The stress and strain on military marriages was not helped by the fact that the Pentagon numbers show that over 200,000 women have already served in the Afghanistan and Iraq warfronts. The numbers indicate that 7.8% of military women overall got a divorce in the last year compared with the 3% of military men who got divorced in the same period. The largest component of the U.S. military forces is the group of enlisted soldiers who are not commissioned officers. Of those enlisted corps, nearly 9% of the women got divorced within the last 12 months, compared 3% for enlisted men. When compared to people outside the military, military women get divorced at higher rates and military men get divorced at lower rates. Compounding the troubles for military marriages is the fact that nearly half of the married women in military service are married to someone who is also in the service. Men in the military don’t share that statistic, as fewer than 10% of all military men are married to someone in the service.

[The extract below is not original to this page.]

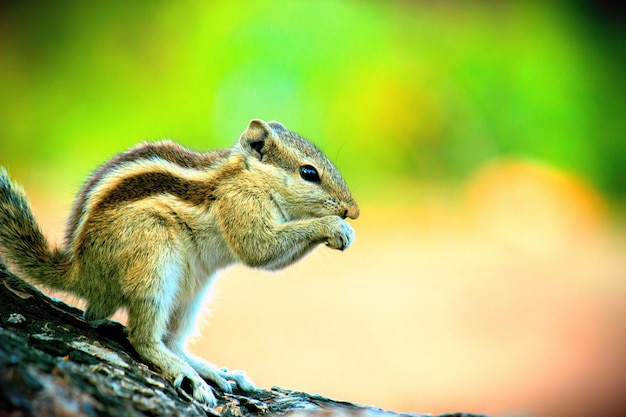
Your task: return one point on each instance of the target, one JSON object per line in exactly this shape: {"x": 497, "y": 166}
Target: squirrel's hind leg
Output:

Many experts have weighed-in on the growing problem of military women’s marriages ending in divorce as the percentage has been increasing for a decade. It appears military women get more divorces due to a combination of different pressures. Because the military treats women the same as men in terms of duty assignments, the women can have a harder time meeting career expectations and fulfilling their traditional societal family roles at the same time.

Although comparing divorce rates between the military and civilian marriages is an inexact science, the numbers do show that the military women divorce at higher rates and military women between the ages of 40 and 50 are twice as likely to be in their second marriage as civilian women in the same age group. Military women married to civilian men have higher divorce rates too, and their civilian husbands are also more likely to be unemployed. The realities of military life for a family with a woman in the service often mean that in addition to being the primary wage earner, many female soldiers returning from overseas get little support to help them transition back to their roles as wives and mothers in the household. The situation shows the burden of divorce is not equally shared between men and women in the military today, and the women in uniform continue to bear most of the load.